The launch is part of Walgreens effort, announced in February, to install safe medication disposal kiosks at more than 500 of its drugstores around the country.

Walgreens will be joined by U.S. Sen. Ron Wyden, Oregon House Majority Leader Jennifer Williamson and Dwight Holten, executive director of Lines for Life to kick off the drug take-back program.

The kiosks provide a safe and convenient way year-round to dispose of unwanted, unused or expired prescriptions, including controlled substances, and over-the-counter medications at no cost.

"By making safe medication disposal kiosks available in select Oregon stores and expanding to other states this year, Walgreens is taking an important first step to reduce the misuse of medications throughout the country and curb the rise in overdose deaths," said Richard Ashworth, Walgreens president of pharmacy and retail operations. "Everyone has a role to play in minimizing prescription drug abuse, and we are committed to being part of a comprehensive solution to reverse this epidemic."
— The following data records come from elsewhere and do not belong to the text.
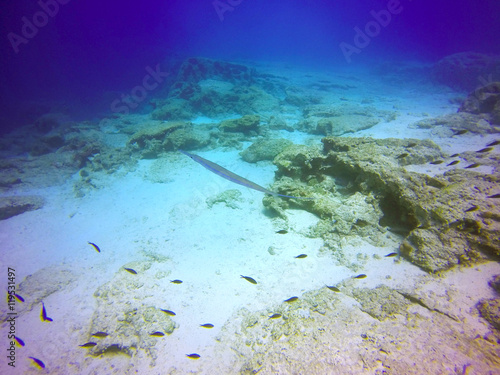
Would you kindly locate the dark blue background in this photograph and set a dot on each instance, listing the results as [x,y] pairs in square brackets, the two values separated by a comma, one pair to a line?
[92,47]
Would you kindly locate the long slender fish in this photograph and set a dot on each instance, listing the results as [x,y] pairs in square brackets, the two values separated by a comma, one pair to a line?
[228,175]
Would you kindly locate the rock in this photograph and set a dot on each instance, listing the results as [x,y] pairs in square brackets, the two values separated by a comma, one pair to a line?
[490,310]
[245,124]
[264,149]
[437,235]
[451,123]
[16,205]
[381,302]
[484,100]
[214,88]
[127,321]
[467,70]
[173,109]
[339,120]
[495,283]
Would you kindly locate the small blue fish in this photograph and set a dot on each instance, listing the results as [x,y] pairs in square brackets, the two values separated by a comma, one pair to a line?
[19,341]
[43,315]
[94,246]
[37,362]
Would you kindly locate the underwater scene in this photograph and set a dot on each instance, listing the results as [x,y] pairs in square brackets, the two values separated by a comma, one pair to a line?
[250,187]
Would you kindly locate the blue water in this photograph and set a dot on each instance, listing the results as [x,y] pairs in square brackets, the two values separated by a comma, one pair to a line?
[85,51]
[88,155]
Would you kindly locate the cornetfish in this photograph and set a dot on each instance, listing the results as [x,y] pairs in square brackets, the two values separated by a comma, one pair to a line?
[228,175]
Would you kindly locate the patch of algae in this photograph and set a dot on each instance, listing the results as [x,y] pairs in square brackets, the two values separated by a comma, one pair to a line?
[361,188]
[125,318]
[324,332]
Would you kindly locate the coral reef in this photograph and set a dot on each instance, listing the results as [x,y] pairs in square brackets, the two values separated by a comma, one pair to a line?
[485,100]
[229,198]
[213,88]
[247,124]
[338,120]
[431,213]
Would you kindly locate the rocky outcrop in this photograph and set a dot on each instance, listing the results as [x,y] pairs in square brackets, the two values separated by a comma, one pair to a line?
[485,100]
[444,220]
[16,205]
[214,88]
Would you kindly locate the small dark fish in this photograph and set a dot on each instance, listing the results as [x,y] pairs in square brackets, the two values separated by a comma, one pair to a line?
[487,149]
[475,165]
[88,345]
[95,246]
[361,276]
[472,209]
[37,362]
[168,312]
[334,288]
[249,279]
[43,315]
[100,334]
[157,334]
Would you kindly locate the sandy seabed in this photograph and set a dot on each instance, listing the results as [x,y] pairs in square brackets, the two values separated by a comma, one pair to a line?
[165,230]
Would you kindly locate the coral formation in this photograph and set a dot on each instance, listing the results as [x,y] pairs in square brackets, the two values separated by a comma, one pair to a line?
[485,100]
[431,213]
[246,124]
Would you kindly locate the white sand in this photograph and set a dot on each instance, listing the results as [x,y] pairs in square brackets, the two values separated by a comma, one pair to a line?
[207,248]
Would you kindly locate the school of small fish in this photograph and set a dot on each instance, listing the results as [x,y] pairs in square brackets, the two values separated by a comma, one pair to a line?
[45,318]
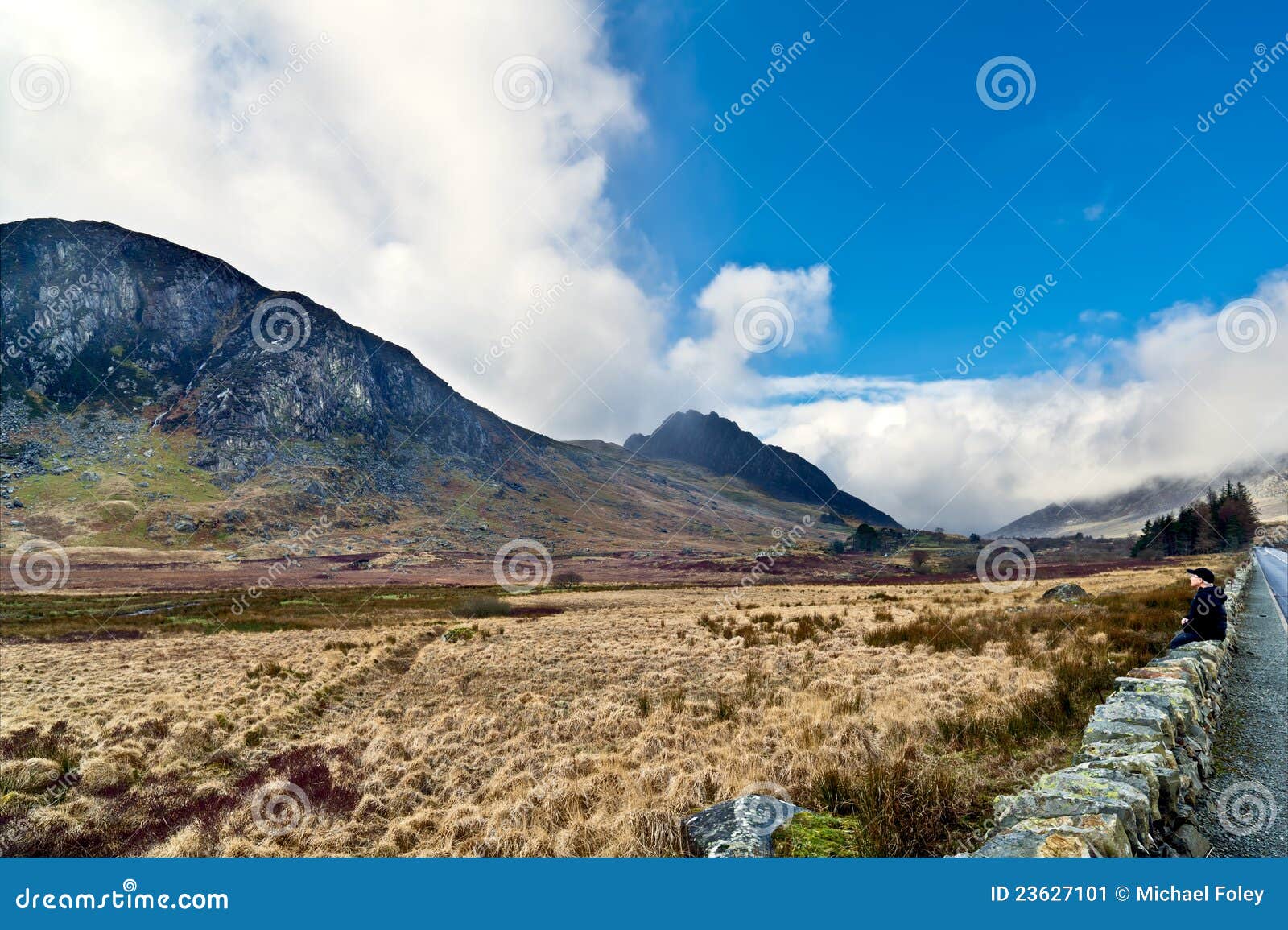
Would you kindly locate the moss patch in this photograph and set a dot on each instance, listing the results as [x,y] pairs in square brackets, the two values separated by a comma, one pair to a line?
[819,835]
Safe medication disposal kiosks are currently available in more than 300 Walgreens pharmacies across 23 states and Washington D.C. The kiosks are available during regular pharmacy hours (24 hours a day at most kiosk locations) and offer one of the best ways to ensure medications are not accidentally used or intentionally misused by someone else.

"Addiction to opioids and other prescription drugs is a life-or-death issue, and Walgreens deserves significant credit for working in partnership to expand the opportunity to dispose safely of medications that might otherwise be abused," Senator Wyden said. "This program is a smart and targeted tool in the fight to stem this epidemic of opioid addiction in Oregon and nationwide."
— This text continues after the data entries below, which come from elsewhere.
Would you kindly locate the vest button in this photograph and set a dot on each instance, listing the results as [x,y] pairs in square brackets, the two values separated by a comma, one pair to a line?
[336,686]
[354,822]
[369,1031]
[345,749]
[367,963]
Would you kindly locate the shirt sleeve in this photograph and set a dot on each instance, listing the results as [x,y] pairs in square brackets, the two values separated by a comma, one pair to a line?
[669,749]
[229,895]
Drug abuse continues to be a public health and safety risk. More Americans die every day from drug overdoses than from motor vehicle crashes, according to the Office of National Drug Control Policy.

According to the Substance Abuse and Mental Health Services Administration's 2014 National Survey on Drug Use and Health, almost 15 million Americans misused a prescription drug in 2014, and that same year the Centers for Disease Control and Prevention (CDC) reported a national total of 47,055 drug overdose deaths, which include deaths from prescription and illicit drugs. That is a 6.5 percent increase from 2013 and a 140 percent increase since 2000.

In addition to offering a year-round solution for individuals to dispose of their medications, Walgreens continues to participate in DEA sponsored National Prescription Drug Take Back Days, serving as a collection point in communities for law enforcement to collect unwanted, unused or expired medications for safe disposal. The company is also collaborating with the American Pharmacists Association Institute on Alcoholism and Drug Dependencies to continue to offer a substance abuse education program for pharmacists and student pharmacists.

States where Walgreens Safe Medication Disposal Program has been implemented are Alabama, Arizona, California, Colorado, District of Columbia, Idaho, Illinois, Iowa, Kansas, Mississippi, Montana, Nebraska, New Mexico, North Carolina, Ohio, Oklahoma, Oregon, South Carolina, South Dakota, Tennessee, Texas, Utah, Washington. Installation in Wisconsin has begun in the state and is expected to be complete in August.